Stellungnahmen liga-bw
08 Sep

Sehr geehrte Damen und Herren,

die Liga der freien Wohlfahrtspflege Baden-Württemberg begrüßt den Entwurf der Pflegeschulennotenbildungsverordnung (PflSchNVO) und bedankt sich für die Möglichkeit der Stellungnahme.

Grundsätzlich ist der Entwurf in allen Punkten für uns nachvollziehbar.

Zu §1 Geltungsbereich Absatz (2) letzter Satz: “(…) so bilden die in diesem Zeitraum erbrachten Leistungen die Vornote für die Wiederholungsprüfung.”
Dies ist positiv zu bewerten, da nur die neu erbrachten Leistungen zur Vornote zählen und keine vorherigen (möglicherweise negativen Bewertungen) Einfluss nehmen.

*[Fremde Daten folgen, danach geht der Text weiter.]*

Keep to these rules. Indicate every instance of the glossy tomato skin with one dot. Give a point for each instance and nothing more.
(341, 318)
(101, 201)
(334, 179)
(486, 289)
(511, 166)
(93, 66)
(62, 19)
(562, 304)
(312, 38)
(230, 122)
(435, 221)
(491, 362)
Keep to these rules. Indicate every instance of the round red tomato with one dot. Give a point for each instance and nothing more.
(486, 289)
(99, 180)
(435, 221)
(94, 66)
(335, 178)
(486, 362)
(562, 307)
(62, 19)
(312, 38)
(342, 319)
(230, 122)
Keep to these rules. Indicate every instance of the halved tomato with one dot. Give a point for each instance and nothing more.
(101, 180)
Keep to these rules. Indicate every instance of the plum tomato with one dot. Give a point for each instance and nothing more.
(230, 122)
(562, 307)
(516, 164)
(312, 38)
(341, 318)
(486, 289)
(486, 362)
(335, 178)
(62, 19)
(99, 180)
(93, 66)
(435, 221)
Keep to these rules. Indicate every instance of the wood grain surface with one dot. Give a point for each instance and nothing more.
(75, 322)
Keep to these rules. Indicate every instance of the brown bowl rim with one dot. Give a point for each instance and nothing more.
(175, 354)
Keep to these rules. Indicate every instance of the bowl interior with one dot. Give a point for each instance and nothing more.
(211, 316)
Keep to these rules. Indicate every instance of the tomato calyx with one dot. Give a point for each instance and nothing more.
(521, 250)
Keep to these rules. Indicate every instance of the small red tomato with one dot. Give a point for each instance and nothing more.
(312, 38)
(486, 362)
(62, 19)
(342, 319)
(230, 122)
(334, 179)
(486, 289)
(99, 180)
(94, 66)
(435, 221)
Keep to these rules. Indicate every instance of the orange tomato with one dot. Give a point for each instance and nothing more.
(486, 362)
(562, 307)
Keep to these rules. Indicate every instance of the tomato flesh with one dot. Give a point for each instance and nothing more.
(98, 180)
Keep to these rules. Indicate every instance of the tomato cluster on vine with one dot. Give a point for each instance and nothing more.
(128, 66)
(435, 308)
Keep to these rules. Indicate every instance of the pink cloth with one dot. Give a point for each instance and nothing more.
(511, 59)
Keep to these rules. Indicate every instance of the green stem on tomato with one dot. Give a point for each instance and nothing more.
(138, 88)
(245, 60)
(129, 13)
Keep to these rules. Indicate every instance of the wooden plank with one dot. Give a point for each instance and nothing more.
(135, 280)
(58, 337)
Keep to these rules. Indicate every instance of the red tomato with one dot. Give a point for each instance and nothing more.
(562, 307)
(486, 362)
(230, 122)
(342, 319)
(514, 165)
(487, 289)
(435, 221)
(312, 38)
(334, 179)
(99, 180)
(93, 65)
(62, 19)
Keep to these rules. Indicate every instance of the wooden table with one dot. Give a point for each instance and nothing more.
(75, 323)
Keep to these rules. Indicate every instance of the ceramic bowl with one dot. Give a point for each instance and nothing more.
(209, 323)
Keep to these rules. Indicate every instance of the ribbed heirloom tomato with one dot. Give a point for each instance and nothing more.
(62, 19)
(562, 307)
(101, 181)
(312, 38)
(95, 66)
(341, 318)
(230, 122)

Zu § 2 Inhalt des Zeugnisses, Zeitpunkt der Aushändigung
Absatz (2) letzter Satz.
Wir begrüßen es, dass die Fehlzeiten – getrennt nach Theorie und Praxis – im Zeugnis ausgewiesen werden.

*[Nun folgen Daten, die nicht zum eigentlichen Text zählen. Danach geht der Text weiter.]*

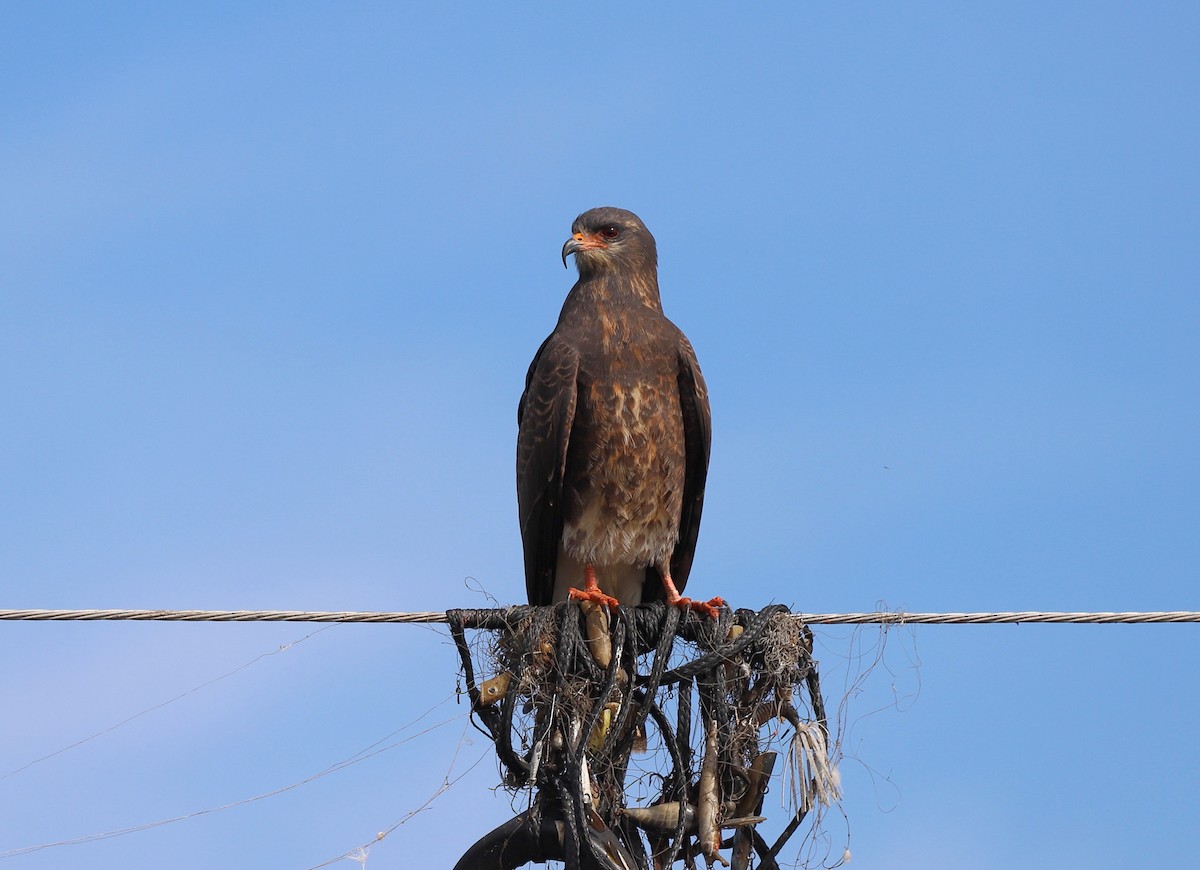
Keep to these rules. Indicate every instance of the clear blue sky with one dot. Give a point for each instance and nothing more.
(269, 283)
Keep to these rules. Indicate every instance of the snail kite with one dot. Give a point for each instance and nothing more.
(615, 432)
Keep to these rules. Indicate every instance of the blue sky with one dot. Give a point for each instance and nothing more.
(269, 283)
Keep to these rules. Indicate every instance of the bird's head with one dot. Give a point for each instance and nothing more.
(607, 238)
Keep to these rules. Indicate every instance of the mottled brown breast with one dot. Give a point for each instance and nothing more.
(625, 469)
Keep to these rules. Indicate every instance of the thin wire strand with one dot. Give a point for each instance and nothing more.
(426, 617)
(357, 759)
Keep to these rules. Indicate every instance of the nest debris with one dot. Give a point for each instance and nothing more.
(646, 736)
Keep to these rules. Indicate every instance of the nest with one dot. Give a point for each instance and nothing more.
(647, 736)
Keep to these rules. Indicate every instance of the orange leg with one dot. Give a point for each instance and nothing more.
(675, 599)
(591, 591)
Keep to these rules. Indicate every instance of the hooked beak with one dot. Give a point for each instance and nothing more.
(580, 243)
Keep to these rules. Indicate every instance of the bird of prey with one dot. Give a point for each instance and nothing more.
(615, 432)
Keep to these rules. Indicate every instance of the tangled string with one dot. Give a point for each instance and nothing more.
(576, 694)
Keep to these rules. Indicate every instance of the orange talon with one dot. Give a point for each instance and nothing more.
(592, 592)
(711, 609)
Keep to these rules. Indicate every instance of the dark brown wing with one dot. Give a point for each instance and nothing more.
(697, 432)
(545, 415)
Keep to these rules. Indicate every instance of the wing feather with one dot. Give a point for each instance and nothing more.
(545, 415)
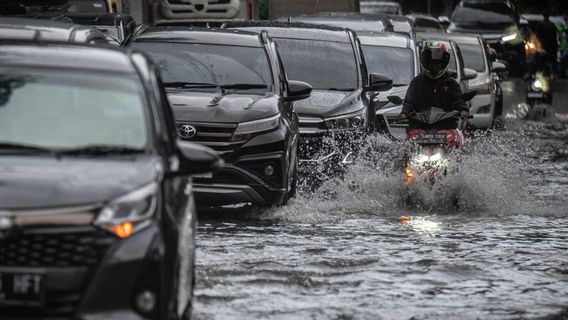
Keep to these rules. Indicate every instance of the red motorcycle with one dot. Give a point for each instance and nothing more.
(432, 145)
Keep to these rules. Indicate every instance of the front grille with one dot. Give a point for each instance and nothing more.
(46, 248)
(217, 136)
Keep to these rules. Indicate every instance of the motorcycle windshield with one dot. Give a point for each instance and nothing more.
(434, 115)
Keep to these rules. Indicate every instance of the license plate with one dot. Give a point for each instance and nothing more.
(22, 289)
(430, 138)
(535, 95)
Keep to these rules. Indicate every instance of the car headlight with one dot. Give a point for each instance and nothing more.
(247, 129)
(537, 85)
(129, 213)
(348, 121)
(510, 37)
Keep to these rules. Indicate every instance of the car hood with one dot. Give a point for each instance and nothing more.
(323, 103)
(47, 182)
(217, 107)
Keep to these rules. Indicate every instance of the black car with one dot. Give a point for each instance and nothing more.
(229, 91)
(339, 113)
(497, 21)
(118, 27)
(96, 215)
(28, 29)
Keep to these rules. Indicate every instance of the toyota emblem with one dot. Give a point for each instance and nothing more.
(187, 131)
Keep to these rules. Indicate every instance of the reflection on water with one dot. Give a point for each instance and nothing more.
(490, 242)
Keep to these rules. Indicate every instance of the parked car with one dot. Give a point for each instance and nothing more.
(198, 9)
(118, 27)
(353, 21)
(456, 69)
(54, 31)
(96, 213)
(17, 7)
(498, 22)
(425, 23)
(397, 57)
(229, 91)
(338, 114)
(487, 105)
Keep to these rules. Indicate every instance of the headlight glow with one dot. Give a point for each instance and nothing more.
(347, 122)
(127, 214)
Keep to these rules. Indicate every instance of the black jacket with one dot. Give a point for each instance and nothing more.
(424, 93)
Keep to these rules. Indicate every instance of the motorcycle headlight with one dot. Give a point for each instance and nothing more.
(510, 37)
(129, 213)
(348, 121)
(247, 129)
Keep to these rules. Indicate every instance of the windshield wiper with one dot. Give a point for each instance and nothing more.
(244, 86)
(181, 84)
(96, 150)
(25, 148)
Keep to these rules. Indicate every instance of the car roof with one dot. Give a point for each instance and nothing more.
(201, 35)
(385, 39)
(24, 28)
(65, 56)
(294, 30)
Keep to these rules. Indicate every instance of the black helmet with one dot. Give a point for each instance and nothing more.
(434, 59)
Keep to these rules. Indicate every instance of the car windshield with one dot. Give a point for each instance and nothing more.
(482, 13)
(473, 56)
(197, 64)
(396, 63)
(69, 110)
(323, 64)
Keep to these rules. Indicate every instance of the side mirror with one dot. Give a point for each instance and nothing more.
(498, 67)
(298, 90)
(196, 158)
(469, 74)
(468, 96)
(395, 100)
(379, 82)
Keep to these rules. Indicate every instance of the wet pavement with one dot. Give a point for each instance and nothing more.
(490, 242)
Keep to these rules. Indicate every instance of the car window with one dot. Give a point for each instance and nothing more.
(206, 63)
(82, 109)
(396, 63)
(483, 13)
(473, 56)
(322, 64)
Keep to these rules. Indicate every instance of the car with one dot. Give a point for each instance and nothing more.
(487, 105)
(425, 23)
(118, 27)
(339, 114)
(354, 21)
(397, 57)
(50, 31)
(498, 22)
(456, 69)
(96, 213)
(229, 91)
(198, 9)
(18, 7)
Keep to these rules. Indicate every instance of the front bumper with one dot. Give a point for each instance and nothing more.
(88, 273)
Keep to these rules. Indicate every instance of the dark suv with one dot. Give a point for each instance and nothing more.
(497, 21)
(338, 114)
(229, 91)
(96, 215)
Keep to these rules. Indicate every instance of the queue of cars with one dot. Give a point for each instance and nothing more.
(104, 150)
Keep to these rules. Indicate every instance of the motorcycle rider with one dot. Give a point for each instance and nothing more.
(434, 87)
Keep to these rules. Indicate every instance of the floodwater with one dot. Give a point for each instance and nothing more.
(488, 242)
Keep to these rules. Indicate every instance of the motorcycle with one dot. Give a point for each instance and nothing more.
(432, 148)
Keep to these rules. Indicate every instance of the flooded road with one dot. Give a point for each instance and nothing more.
(490, 242)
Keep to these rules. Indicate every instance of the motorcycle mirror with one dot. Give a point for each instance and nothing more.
(469, 96)
(395, 100)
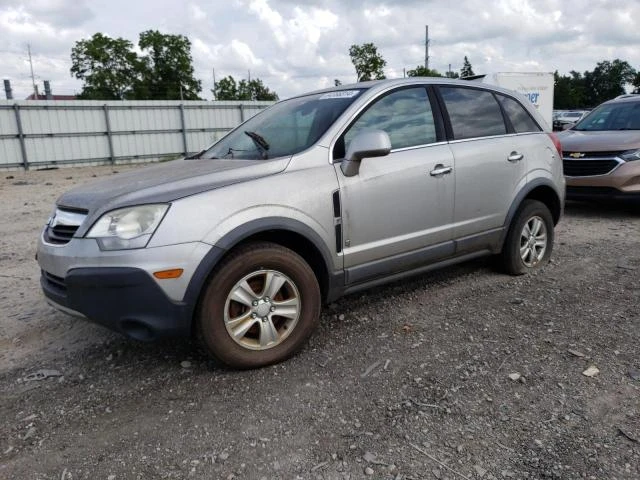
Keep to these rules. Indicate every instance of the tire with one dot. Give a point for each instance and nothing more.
(259, 308)
(529, 242)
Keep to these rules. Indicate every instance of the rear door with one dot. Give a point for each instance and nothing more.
(491, 166)
(395, 208)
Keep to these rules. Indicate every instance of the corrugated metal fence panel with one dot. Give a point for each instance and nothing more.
(59, 120)
(10, 153)
(147, 145)
(58, 132)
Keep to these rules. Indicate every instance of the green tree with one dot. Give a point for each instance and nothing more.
(466, 70)
(422, 71)
(569, 91)
(607, 81)
(166, 68)
(228, 89)
(368, 63)
(108, 67)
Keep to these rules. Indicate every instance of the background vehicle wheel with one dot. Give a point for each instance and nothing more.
(529, 242)
(260, 306)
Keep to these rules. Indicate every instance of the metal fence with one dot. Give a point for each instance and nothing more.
(36, 134)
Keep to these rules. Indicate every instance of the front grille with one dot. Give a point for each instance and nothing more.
(54, 281)
(63, 225)
(588, 168)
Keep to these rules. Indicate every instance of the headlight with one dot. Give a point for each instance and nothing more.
(630, 155)
(127, 228)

§ 5 Festlegung der Gesamtnote für den Unterricht
Absatz (2).
Die Gewichtung der Kompetenzbereiche bei der Vornotenbildung für die mündliche und praktische Prüfung ist stimmig und der Ausbildung entsprechend.

Zu § 6 Gegenstand und Bewertung der Leistungen in der praktischen Ausbildung Absatz (1) Satz 2:
„(…) nach § 5 PflAPrV vorgenommenen Beurteilungen anlässlich der Praxisbegleitung (…)” Absatz (2) Satz 1: “Die Note für die praktische Ausbildung wird aus dem arithmetischen Mittel aus den Beurteilungen der Praxisbegleitung sowie aus den Noten der qualifizierten Leistungseinschätzungen gebildet.“
Insgesamt ist dieser Vorschlag zur Beurteilung tragbar und enthält eine klare Regelung, wie die Praxisnoten gebildet werden.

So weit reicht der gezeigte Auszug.